Monday, October 25, 2010

Why you can't compare figures from different Analytics tools

I was prompted to write this post by Hitwise (of all people) who told me that they were running a beta test that shows a total number of visits.  One of the questions in the test was "Did the reports show the results you expected?"  The answer, was of course not.  I measure my data based on an analytics tool and it measures a completely different set than Hitwise.  Not only are they measuring different things to start with, they measure them in a different way, process them in a different way, exclude things in a different way, extrapolate in a different way, etc.  It's the equivalent of comparing eating an apple with a fork with eating an orange with a spoon.  And it doesn't matter anyway.

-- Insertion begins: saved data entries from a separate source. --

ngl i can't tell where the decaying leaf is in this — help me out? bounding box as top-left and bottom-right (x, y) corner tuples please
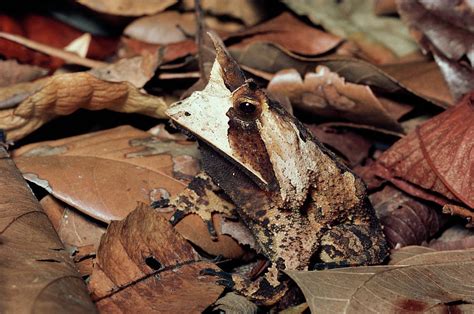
(267, 67), (406, 132)
(14, 125), (246, 259)
(397, 0), (474, 100)
(0, 59), (47, 87)
(229, 12), (342, 56)
(13, 126), (195, 222)
(89, 203), (224, 313)
(0, 146), (96, 313)
(370, 185), (446, 248)
(77, 0), (177, 16)
(40, 195), (106, 250)
(286, 247), (474, 313)
(213, 292), (259, 314)
(372, 93), (474, 217)
(0, 72), (168, 141)
(283, 0), (418, 62)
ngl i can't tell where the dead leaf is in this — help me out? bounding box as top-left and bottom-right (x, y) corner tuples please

Why doesn't it matter?  Well let us go back almost a year to a post I wrote on the difference between accuracy and precision.  Remember it?  In it I said:

Web analytics is all about trending over time. You can find out how something it doing at the moment and you can get some insight into that - where people are coming from, where they are going to, etc. But really what you want to do is try changing something and seeing the impact that it has one your data
Well for one I won't be worrying about the accuracy of my figures. Do I have 50 or do I have 32? It doesn't matter. When I go from 50 to 51 though, I want to know that this is one additional visit, or whatever in that time period.

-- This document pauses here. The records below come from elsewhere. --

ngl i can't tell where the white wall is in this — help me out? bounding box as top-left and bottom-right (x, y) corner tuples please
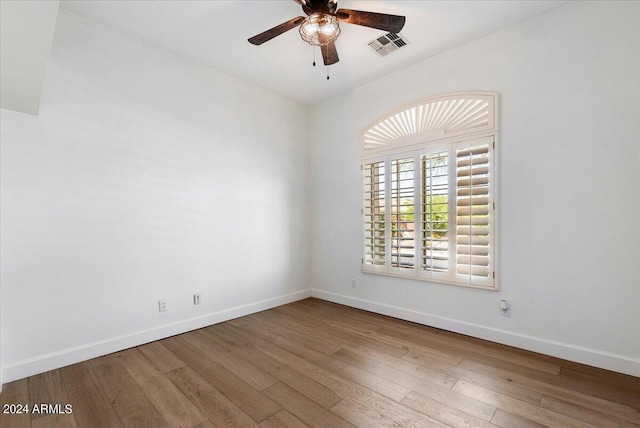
(0, 10), (311, 382)
(310, 1), (640, 376)
(0, 0), (59, 115)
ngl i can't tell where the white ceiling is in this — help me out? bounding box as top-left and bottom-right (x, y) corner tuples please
(60, 0), (566, 105)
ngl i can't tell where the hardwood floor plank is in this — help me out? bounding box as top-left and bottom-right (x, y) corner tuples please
(439, 330), (563, 374)
(404, 351), (544, 405)
(291, 300), (388, 334)
(492, 357), (639, 409)
(259, 410), (310, 428)
(161, 335), (281, 422)
(230, 313), (342, 356)
(333, 348), (457, 389)
(329, 320), (463, 366)
(234, 314), (412, 402)
(232, 312), (346, 359)
(456, 348), (638, 408)
(212, 318), (383, 407)
(331, 387), (449, 428)
(92, 358), (169, 428)
(238, 311), (352, 350)
(28, 371), (60, 420)
(383, 335), (462, 366)
(30, 414), (77, 428)
(491, 409), (547, 428)
(359, 345), (530, 409)
(381, 325), (562, 378)
(200, 325), (343, 409)
(559, 366), (640, 398)
(117, 348), (207, 428)
(263, 383), (354, 428)
(333, 348), (496, 421)
(0, 379), (32, 428)
(272, 305), (409, 358)
(180, 330), (278, 391)
(193, 422), (216, 428)
(166, 366), (260, 428)
(452, 380), (598, 427)
(82, 353), (121, 370)
(332, 398), (419, 428)
(205, 323), (355, 400)
(540, 395), (640, 427)
(559, 360), (640, 388)
(299, 299), (443, 336)
(59, 363), (123, 428)
(165, 366), (215, 411)
(459, 358), (640, 421)
(137, 341), (186, 374)
(400, 390), (496, 428)
(27, 369), (76, 427)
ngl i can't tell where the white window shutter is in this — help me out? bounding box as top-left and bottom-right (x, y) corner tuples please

I even gave a practical example of this when I looked at some data modelling and statistical testing I had been doing on the site I work on.

These are all well and good, but they don't look at anything other than one tool.  There is a reason for that:

Web Analytics tools will never be comparable to each other in total numbers because none of them are accurate.  

And I'm including Hitwise in my broad, sweeping statement.

Because web analytics tools are inaccurate in so many different ways to each other, they should never, ever be compared to each other.  But it still doesn't matter as long as they are all precise.

I know the media wants to take up its role of reporting which website is better than the other one based on ABCe audits.  But it doesn't work.  Each website is measured by a different calculation, even if they have the same analytics tool:

  • They will block different IP addresses (because everyone should block their internal IP addresses so that they can't accidentally over inflate their figures by doing silly things like unit testing against live)
  • They have different pages.  This may seem insignificant, but if the pages are significantly bigger and take longer to load then (assuming you've got your tags at the bottom of the page like you should do) it's possible that some tags won't load.
  • Different types of user may be more security conscious and more likely to block your cookie.
  • Different types of website might use different types of cookie, especially if they are sitting on multiple domains.
  • The processing done by the tool in the back end is different.  Processed peas go through a process shock horror!  It turns out that your analytics system takes all the data that it collects and processes that into your page views, visits, visitors, etc.  Funnily enough, they don't all do it in the same way (if they did, they would all be indistinguishable from each other).
  • The filtering of robots and spiders is done differently by different systems.  HBX, I remember being told, was quite clever and could remove things automatically that were seen as not human simply by their behaviour (rather than any particular technical attribute).
  • I could go on with more and more differences, but I won't.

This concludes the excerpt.